This year's Scotiabank Nuit Blanche promises a wide variety of art and locations, for the first time including Toronto's waterfront. Experience points to several reasons why Nuit Blanche is a hit. It ignites peoples' imaginations through engaging and challenging art. It is an opportunity for a first exposure to visual art for a younger audience and out-of-town visitors. It's a social blender, drawing individuals, families and communities from the GTA and far beyond.

Nuit Blanche draws criticism -- all answerable. Some say that the event has strayed too far from its original focus on art, filling the streets with enthusiastic, rowdy young crowds that are out for a good time. Others say that there's too much corporate involvement and focus on cultural tourism. Or they challenge the quality of the art works, finding the art inaccessible. Most importantly, some question the episodic nature of the event, expressing the concern that resources are focused on a one-time experience that does not train and retain an audience for contemporary art.

As Chair of the Volunteer Nuit Blanche Advisory Committee, I take these concerns seriously. It is true that Nuit Blanche relies on a mix of public and corporate support -- it is a model for a successful approach to arts funding. The payback to Toronto is meaningful. Its impact since 2006 has grown from $1 million to $40.5 million last year, a lot of money flowing into Toronto's economy for just one night.

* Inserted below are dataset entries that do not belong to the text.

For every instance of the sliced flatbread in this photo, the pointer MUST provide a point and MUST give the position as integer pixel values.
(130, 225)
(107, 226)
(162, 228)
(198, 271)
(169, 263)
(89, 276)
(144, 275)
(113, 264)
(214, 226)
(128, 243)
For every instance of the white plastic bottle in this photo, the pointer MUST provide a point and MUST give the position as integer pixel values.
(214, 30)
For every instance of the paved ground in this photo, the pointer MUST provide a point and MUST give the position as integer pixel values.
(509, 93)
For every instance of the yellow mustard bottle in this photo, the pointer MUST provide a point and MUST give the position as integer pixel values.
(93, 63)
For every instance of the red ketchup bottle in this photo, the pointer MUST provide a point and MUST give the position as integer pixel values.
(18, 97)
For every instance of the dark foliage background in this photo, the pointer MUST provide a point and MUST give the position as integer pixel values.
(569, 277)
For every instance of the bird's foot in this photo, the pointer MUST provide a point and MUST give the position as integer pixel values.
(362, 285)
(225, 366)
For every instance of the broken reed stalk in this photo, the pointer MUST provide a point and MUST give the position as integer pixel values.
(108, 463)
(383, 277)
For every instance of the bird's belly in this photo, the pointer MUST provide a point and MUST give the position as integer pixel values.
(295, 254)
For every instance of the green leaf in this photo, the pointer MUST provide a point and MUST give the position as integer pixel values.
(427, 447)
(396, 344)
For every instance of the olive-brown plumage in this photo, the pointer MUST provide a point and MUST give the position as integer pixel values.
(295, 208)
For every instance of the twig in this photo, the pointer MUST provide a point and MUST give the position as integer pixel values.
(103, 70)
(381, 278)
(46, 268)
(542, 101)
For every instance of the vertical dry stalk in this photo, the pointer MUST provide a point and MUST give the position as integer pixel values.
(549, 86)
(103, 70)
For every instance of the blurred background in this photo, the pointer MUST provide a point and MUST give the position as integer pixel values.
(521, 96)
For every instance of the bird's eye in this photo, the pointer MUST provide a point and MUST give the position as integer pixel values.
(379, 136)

Rowdy? Perhaps. Nuit Blanche is noisy and boisterous, but it's also fun and engages young and old as culturally diverse audiences interact with and comment on art works. Other countries in the world rejoice in cultural events that create a communal spirit around culture. Why not Toronto? We have embraced Nuit Blanche, an arts-based concept that began in Paris in 2002 and spread to Montreal, Bucharest, Riga, Tokyo and now Edmonton.

If people scratch their heads about some of the art they encounter, Nuit Blanche is doing its job. Contemporary art plumbs issues and allows its viewers to pause and experience the world in different ways. The City of Toronto and the curators work hard to choose work ranging from the spectacular to the intimate and is of the highest quality. Nuit Blanche draws a wide audience. This is a good thing, one that institutions can build on. 

To respond to concerns about the lasting impacts of the night, Nuit Blanche has established Extended Projects to ensure that some works are accessible to the public for a longer time. Let's take the opportunity to review and refresh our public art policies in Toronto and find ways to retain some of the imaginative large-scale pieces that are part of Nuit Blanche on a permanent basis. 

I am proud that OCAD University has been a sponsor and leader in making Scotiabank's Nuit Blanche a 10-year success. 

Sara Diamond is the president of OCAD U, Canada's largest university of art and design, and the chair of the Scotiabank Nuit Blanche Advisory Committee.